Il pane che chiedevi è pronto – Michele Paoletti

 
 
bruciano le foto senza cenere
pigre si anneriscono di bolle
che avvampano fino ai contorni
dei nostri volti imprigionati
nella distratta felicità
di chi si acciuffa un attimo
sperando di imbrogliare il tempo
 
 
 
 
 
 
il pane che chiedevi è pronto
ora sta sul tavolo di marmo
e vedo il fumo
le bruciature la farina scura
l’impronta leggera delle mani
nell’aria si perde l’odore buono
che sospende il tempo prima che
il coltello apra la crosta e il giorno
torni a premere la vita contro
gli oggetti che ci stanno intorno
 
 
 
 
 
 
Il mare morde le crepe
si accapiglia contro i mattoni
facendosi strada con unghie di sale.
la roccia sfoglia
la sua scorza minerale
per farlo indietreggiare.
Si dona per durare.
 
 

(Michele Paoletti, Breve inventario di un’assenza; Samuele Editore, 2017)

 
 
 
 

In questi testi di Michele Paoletti predomina il contrasto tra la lenta e inesorabile erosione che esercita il tempo sugli eventi, sui ricordi, sugli affetti, e la resistenza che è possibile opporvi, tracciando un segno che contrasti la sua opera di dissolvimento.

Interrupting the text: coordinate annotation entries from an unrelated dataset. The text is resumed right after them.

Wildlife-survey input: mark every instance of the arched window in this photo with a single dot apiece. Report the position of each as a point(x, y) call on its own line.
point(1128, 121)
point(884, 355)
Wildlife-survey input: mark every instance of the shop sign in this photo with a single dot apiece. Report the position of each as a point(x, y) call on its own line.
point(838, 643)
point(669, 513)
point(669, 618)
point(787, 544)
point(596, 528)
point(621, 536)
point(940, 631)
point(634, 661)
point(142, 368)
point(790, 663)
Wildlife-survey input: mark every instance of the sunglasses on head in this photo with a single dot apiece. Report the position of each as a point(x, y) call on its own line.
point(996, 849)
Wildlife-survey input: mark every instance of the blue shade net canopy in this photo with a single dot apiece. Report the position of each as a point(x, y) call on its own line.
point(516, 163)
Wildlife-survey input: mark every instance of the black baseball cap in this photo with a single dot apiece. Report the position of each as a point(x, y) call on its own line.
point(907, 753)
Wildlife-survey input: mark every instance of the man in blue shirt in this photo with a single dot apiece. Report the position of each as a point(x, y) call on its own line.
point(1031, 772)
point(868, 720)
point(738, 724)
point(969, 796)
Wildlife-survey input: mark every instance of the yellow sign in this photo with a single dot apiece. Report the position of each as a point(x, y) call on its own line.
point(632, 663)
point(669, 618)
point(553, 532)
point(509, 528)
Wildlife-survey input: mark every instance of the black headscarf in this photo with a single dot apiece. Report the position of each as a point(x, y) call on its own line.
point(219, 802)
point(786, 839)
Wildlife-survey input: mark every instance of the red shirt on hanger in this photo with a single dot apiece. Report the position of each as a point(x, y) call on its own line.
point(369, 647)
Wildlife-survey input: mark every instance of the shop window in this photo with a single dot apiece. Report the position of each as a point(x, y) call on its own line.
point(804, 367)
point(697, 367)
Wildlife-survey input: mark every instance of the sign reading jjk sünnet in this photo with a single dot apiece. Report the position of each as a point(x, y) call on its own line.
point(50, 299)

Già nel primo testo troviamo delle foto che bruciano, di cui non rimane nemmeno la cenere: la fiamma arriva lentamente fino al contorno dei nostri volti imprigionati, in quell’attimo che vorremmo conservare, nella distratta felicità … di chi spera di imbrogliare il tempo. Si sottintende che questa speranza viene disattesa, la foto finisce di bruciare, e quei volti svaniscono da quelle fotografie, che anneriscono di bolle e avvampano.

Nel secondo testo vi è un riferimento al pane, momento di valore quotidiano, che richiama in particolare l’opera dell’uomo sulle cose e il suo lavoro (l’impronta leggera delle mani) e un senso diffuso di familiarità domestica (il pane che chiedevi è pronto).

Ma di nuovo sono visibili le tracce erosive dell’agente temporale, che scardina e disperde la persistenza di queste tracce: ritroviamo il fumo / le bruciature, nell’aria l’odore buono si perde e il coltello che apre la crosta del pane, ferendolo, viene immediatamente associato al giorno, che preme la vita contro / gli oggetti che ci stanno intorno.

La relazione dell’uomo con gli oggetti rappresenta il rapporto con le tracce che restano, con la memoria, con la persistenza nel tempo, ma anche l’immediato contrasto tra ciò che rimane (gli oggetti, appunto) e ciò che si perde: l’odore buono, i contorni dei volti, la distratta felicità.

Nell’ultimo testo Paoletti offre un’immagine che rappresenta letteralmente l’erosione di cui sopra: il mare che con unghie di salemorde le crepe dei mattoni, lentamente consumandoli, mentre la roccia tenta una resistenza, sfogliando la sua scorza minerale, e quindi disperdendosi lentamente, per farlo indietreggiare.

Anche la natura, personificata in questo conflitto tra elementi, sembra arresa alla lenta opera corrosiva del tempo, che ritorna in una rappresentazione che segna il passaggio dalla dimensione privata a quella oggettiva, che appartiene al mondo nella sua interezza.

Ma è la chiusa a rivelare il pensiero di Paoletti, e a giustificare il tono di incredibile serenità con cui ci ha presentato immagini apparentemente terribili, come il contorno dei volti che brucia, in una foto come nei nostri ricordi, o l’inafferrabile profumo delle cose buone, che svanisce rapidamente e senza rimedio: Si dona per durare.

L’unica possibilità di persistenza nel tempo, di contrastare l’irreparabile erosione, seppure per un breve attimo (durare si dice, il che significa solo per il più lungo periodo di tempo possibile) è quella di donare, cedere, lasciare andare qualcosa affinché sopravviva fuori di noi nella memoria di chi resta, di ciò che rimane, diventandone parte, traccia.

Esattamente come resterà in ogni caso, nella memoria di chi assiste alla foto che brucia, di chi assiste al profumo del pane che svanisce, di chi assiste all’opera del mare che negli anni erode e porta con sé il muro di mattoni, il ricordo netto di ciò che questi oggetti hanno rappresentato, delle relazioni umane sottese e dei momenti in essi trasfigurati.

Questo l’apparente paradosso: per resistere al tempo e alla sua opera di dispersione, non è necessario trattenere ma lasciare andare, esattamente come la roccia che sfoglia / la sua scorza minerale, diventando parte di quel mare, che continuerà a conservarne le tracce e l’impronta, diventando una sola cosa.